Já podemos falar a sério sobre o terrorismo?

Após uma longa semana de alvoroço por conta de uma suposta tentativa de praticar um ato de terrorismo, retomámos novamente o silêncio e a monotonia tão típicos dos dias comuns. De facto, não tentamos negar a gravidade dos atos cometidos na sua forma tentada, mas consideramos que foi imprudente ou, no mínimo, precipitado a sua categorização como terrorismo, esquecendo ações que têm sido recorrentes nas últimas semanas e cujo potencial é muito mais daninho que ações isoladas de um indivíduo só. Novamente, recordamos que não tentamos desculpabilizar qualquer ato que causa ou pretende causar um dano a qualquer ser humano, apenas alertar que há outros casos que se inserem muito melhor no quadro do terrorismo ou do ciberterrorismo, mas que, por qualquer motivo, têm passado pelos pingos da chuva da apreensão geral, ainda que noticiados abertamente nos meios de comunicação.

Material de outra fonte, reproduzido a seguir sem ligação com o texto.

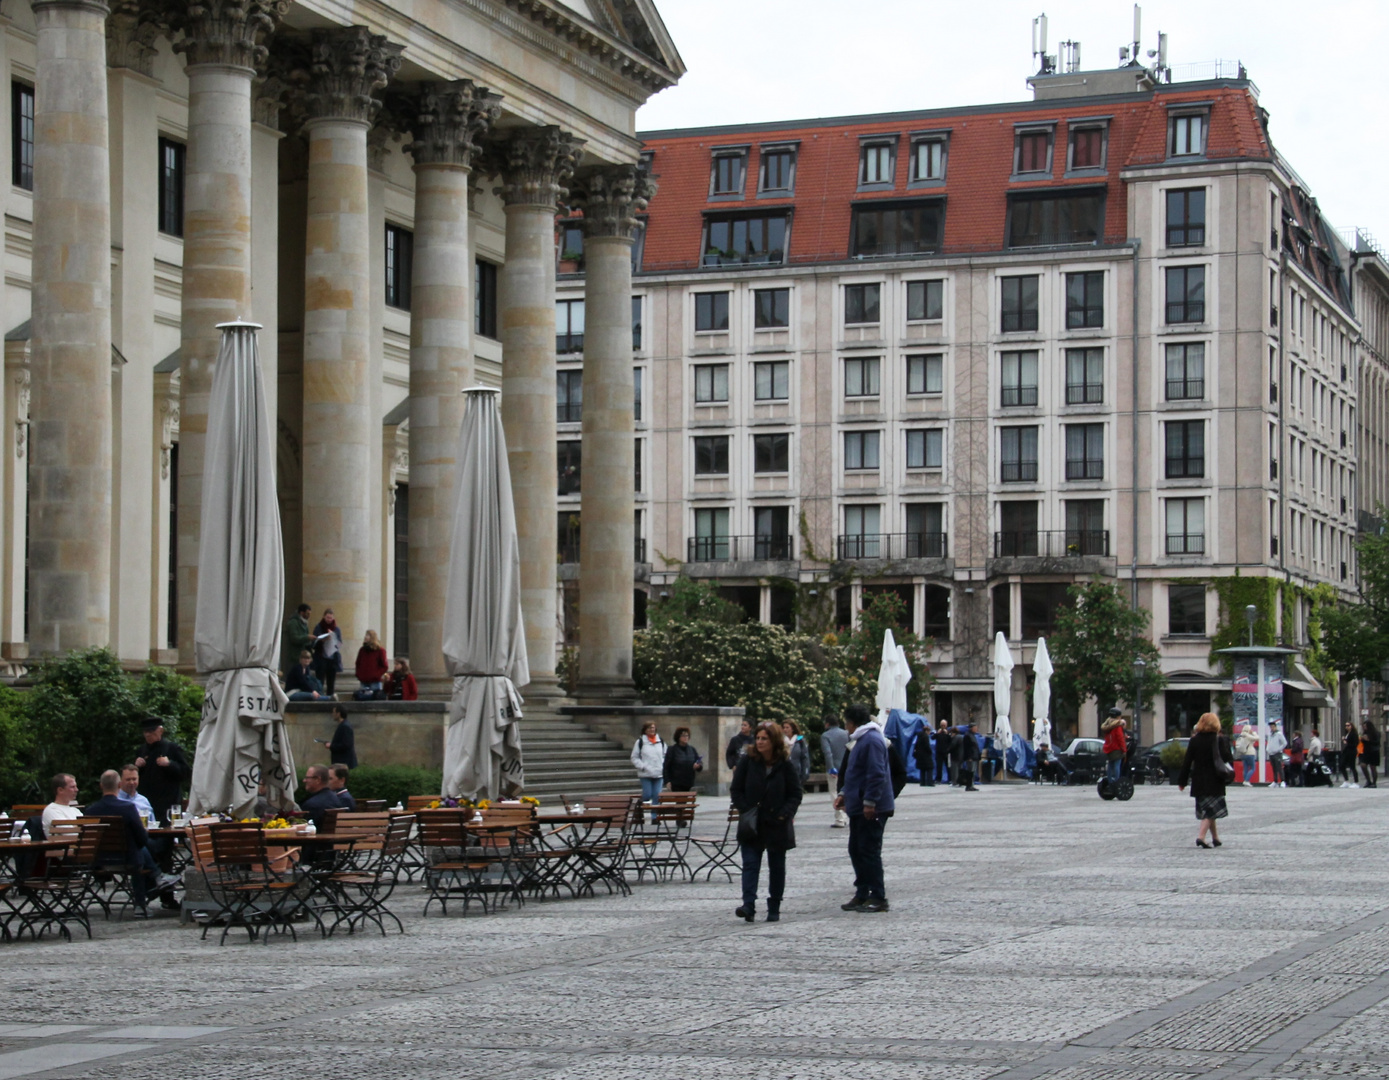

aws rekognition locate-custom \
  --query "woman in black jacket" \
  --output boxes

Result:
[1341,722,1361,787]
[730,722,802,923]
[1177,712,1235,848]
[662,727,704,792]
[1360,720,1381,788]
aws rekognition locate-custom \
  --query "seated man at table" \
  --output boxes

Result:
[328,763,356,811]
[85,769,180,916]
[119,764,173,873]
[300,764,340,830]
[41,773,84,836]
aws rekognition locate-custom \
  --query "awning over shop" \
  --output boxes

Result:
[1284,661,1337,709]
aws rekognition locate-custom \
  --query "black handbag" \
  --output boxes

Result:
[736,807,759,844]
[1213,735,1234,780]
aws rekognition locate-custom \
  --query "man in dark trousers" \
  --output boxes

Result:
[912,722,935,786]
[132,716,189,826]
[86,769,179,916]
[327,704,357,769]
[957,722,981,792]
[935,720,955,785]
[834,703,894,913]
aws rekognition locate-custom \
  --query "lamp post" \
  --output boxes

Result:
[1132,656,1147,747]
[1245,604,1257,647]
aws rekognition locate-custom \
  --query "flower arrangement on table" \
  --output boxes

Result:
[426,797,480,810]
[264,817,292,830]
[519,796,540,807]
[237,817,261,824]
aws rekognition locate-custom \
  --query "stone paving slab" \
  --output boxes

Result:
[1,782,1387,1078]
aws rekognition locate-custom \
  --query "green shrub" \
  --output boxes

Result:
[293,764,441,808]
[1160,741,1187,773]
[0,685,33,806]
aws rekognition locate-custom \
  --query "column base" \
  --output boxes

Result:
[574,676,638,705]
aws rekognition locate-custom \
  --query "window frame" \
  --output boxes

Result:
[844,356,882,398]
[556,369,583,424]
[1165,419,1206,479]
[157,136,186,238]
[693,363,730,405]
[906,279,944,322]
[693,434,731,476]
[1165,265,1207,324]
[1165,497,1206,555]
[1167,583,1208,635]
[555,297,585,354]
[1165,342,1206,401]
[1064,422,1105,480]
[908,133,949,186]
[11,82,33,191]
[753,360,790,402]
[557,218,585,273]
[1065,347,1104,404]
[758,144,797,196]
[1006,187,1106,248]
[557,439,582,496]
[694,291,730,333]
[1066,123,1107,173]
[701,210,791,267]
[1012,126,1054,176]
[905,428,944,470]
[849,198,944,258]
[858,138,897,189]
[1168,111,1208,159]
[753,287,790,329]
[906,353,944,396]
[1065,271,1105,329]
[752,432,790,474]
[844,283,882,326]
[1165,187,1207,248]
[384,223,414,311]
[1000,425,1040,483]
[999,275,1040,333]
[1000,350,1039,408]
[709,148,748,198]
[475,258,498,339]
[631,295,643,352]
[843,429,882,471]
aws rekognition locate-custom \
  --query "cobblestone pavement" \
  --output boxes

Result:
[2,782,1387,1079]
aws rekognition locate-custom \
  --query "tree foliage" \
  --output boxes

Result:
[1048,580,1165,718]
[830,590,934,714]
[1323,524,1389,680]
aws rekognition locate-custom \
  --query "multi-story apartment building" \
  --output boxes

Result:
[558,61,1367,742]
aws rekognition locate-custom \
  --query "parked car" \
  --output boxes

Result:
[1056,737,1106,784]
[1138,738,1190,785]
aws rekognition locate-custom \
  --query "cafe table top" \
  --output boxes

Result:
[0,838,74,853]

Falamos dos atentados contra as páginas web da Assembleia da República que evidenciam uma oposição à soberania nacional e a todo o Estado português (cidadãos incluídos); falamos do caso dos ataques à imprensa, perpetuados por grupos de piratas informáticos com profundo desrespeito pela liberdade, ou dos ataques executados contra redes de comunicação móvel, demonstradores da intolerância perante a vida humana e das relações estabelecidas. Se é verdade que muitos destes ataques não tiveram uma influência direta particularmente grave na vida das pessoas, não podemos negar que o país, aos olhos da globalidade em que estamos inseridos, viu a sua imagem enfraquecida. Contudo, em consequência particularmente do atentado contra as redes móveis de comunicação, comprovadamente que houve falhas na comunicação, nomeadamente com hospitais: quantas pessoas terão tido atrasos no atendimento que, se não foram já nefastos, poderão revelar essa nocividade a médio-longo prazo; e podemos ainda interrogar: quantas pessoas terão sido vítimas de agressão, no seio familiar ou não, por não conseguir contactar as autoridades, ou quantas pessoas não se terão conseguido despedir pela última vez dos seus entes queridos?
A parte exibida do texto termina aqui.